Didukung oleh ekspektasi kebijakan suku bunga yang mana hal tersebut tambahan banyak akomodatif pada 2024 juga valuasi pasar yang digunakan dimaksud menarik

Jakarta – Chief Economist & Investment Strategist PT Manulife Aset Manajemen Indonesia (MAMI) Katarina Setiawan mengatakan pasar obligasi maupun pasar saham berpotensi tumbuh positif pada tahun Pemilihan Umum (Pemilu) 2024.

“Didukung oleh ekspektasi kebijakan suku bunga yang mana lebih lanjut besar akomodatif pada 2024 kemudian valuasi pasar yang digunakan menarik,” ujar Katarina dalam keterangannya pada Jakarta, Rabu.

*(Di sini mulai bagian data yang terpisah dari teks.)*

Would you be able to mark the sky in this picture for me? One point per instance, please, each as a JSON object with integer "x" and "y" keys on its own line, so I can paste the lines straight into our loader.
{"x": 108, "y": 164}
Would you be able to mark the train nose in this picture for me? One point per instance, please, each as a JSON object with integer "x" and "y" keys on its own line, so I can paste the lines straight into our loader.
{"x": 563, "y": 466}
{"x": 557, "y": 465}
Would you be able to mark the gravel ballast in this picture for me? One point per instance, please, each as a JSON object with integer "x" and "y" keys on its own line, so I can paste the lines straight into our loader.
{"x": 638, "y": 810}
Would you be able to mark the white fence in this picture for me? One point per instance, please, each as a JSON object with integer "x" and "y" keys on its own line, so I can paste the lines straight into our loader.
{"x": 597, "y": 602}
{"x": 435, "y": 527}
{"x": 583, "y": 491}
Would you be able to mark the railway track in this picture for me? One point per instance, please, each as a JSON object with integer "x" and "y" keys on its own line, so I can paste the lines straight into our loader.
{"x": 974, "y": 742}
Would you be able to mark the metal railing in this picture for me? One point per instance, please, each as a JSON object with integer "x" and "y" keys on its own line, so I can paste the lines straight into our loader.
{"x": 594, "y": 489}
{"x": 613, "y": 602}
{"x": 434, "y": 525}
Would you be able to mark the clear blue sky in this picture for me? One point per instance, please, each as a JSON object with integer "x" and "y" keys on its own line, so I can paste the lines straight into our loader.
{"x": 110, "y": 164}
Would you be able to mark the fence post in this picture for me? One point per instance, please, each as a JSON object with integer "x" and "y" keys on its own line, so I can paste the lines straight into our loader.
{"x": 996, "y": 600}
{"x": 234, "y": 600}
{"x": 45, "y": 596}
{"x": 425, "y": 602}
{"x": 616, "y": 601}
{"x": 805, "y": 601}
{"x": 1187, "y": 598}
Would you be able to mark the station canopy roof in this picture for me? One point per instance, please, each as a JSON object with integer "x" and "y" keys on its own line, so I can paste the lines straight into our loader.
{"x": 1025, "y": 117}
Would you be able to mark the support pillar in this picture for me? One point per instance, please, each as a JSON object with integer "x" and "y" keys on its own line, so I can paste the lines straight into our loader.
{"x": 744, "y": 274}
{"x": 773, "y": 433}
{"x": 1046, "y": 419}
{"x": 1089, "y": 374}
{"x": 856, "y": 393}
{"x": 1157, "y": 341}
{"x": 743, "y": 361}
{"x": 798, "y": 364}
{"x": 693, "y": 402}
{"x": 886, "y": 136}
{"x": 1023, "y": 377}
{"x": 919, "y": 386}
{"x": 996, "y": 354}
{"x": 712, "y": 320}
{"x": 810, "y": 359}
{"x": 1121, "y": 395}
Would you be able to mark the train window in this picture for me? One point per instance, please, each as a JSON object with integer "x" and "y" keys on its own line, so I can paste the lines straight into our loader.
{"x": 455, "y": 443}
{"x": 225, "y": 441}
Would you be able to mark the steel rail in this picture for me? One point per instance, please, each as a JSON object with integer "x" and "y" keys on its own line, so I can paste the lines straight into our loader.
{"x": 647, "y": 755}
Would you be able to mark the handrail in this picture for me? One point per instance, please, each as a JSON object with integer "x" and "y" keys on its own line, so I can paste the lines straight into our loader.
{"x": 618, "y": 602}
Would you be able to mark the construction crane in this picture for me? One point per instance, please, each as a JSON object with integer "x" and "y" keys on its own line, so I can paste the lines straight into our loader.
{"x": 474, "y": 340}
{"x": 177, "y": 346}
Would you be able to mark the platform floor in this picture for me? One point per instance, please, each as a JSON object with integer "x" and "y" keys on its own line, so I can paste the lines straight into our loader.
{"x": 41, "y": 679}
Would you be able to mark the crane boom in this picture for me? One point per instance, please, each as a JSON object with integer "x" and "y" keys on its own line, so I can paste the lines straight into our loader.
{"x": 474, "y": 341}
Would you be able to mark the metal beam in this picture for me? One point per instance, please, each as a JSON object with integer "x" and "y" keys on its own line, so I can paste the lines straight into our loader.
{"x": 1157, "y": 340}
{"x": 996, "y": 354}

Selain itu, menurut dia, umumnya penanam modal juga mengantisipasi fenomena window dressing pada akhir tahun yang digunakan digunakan dilanjutkan dengan January effect pada awal tahun berikutnya.

Ia menyarankan, sebaiknya pemodal untuk tetap berinvestasi secara regular lalu melakukan diversifikasi portofolio, yang mana mana disesuaikan dengan tujuan keuangan, jangka waktu lalu profil risiko masing- masing.

“Sehingga, diharapkan risiko keseluruhan portofolio terjaga, sementara hasil penyelenggaraan ekonomi semakin mendekati tujuan yang digunakan dimaksud dicanangkan,” ujar Katarina.

Katarina menjelaskan, Indeks Harga Saham Gabungan (IHSG) tumbuh positif dalam tiga pemilihan umum terakhir, diantaranya pada 2009, 2014, lalu 2019 secara berurutan tumbuh 87,0 persen, 22,3 persen, serta 1,7 persen.

Sedangkan, lanjutnya, pasar obligasi terjaga baik, yang dimaksud hal tersebut didukung oleh imbal hasil riil yang dimaksud yang disebut menarik serta juga fundamental makroekonomi yang digunakan kuat.

Selain itu, jeda kenaikan suku bunga juga ekspektasi terbatasnya laju penguatan dolar Amerika Serikat (AS) dapat memacu imbal hasil obligasi semakin menurun, yang tersebut mana akan berdampak positif terhadap kinerja pasar obligasi.

Seiring dengan itu, pasar Asia masih menawarkan iklim perkembangan ekonomi yang mana ideal bagi para investor, terlihat dari pertumbuhan sektor sektor ekonomi yang tersebut mana membaik, hitungan inflasi yang digunakan dimaksud mulai melandai, serta suku bunga kawasan yang mana diperkirakan sudah berada pada puncaknya.

Hal hal itu bertolak belakang dengan kondisi pada tempat negara- negara barat yang dimaksud menunjukkan perlambatan pertumbuhan lalu inflasi yang tersebut tinggi.

“Pemulihan kegiatan ekonomi China yang digunakan tidaklah ada terlalu positif membawa potensi keuntungan tersendiri bagi negara-negara lain dalam area kawasan Asia untuk mendapatkan aliran dana pemodal asing yang dimaksud dimaksud mencari prospek dalam luar China,” ujar Katarina.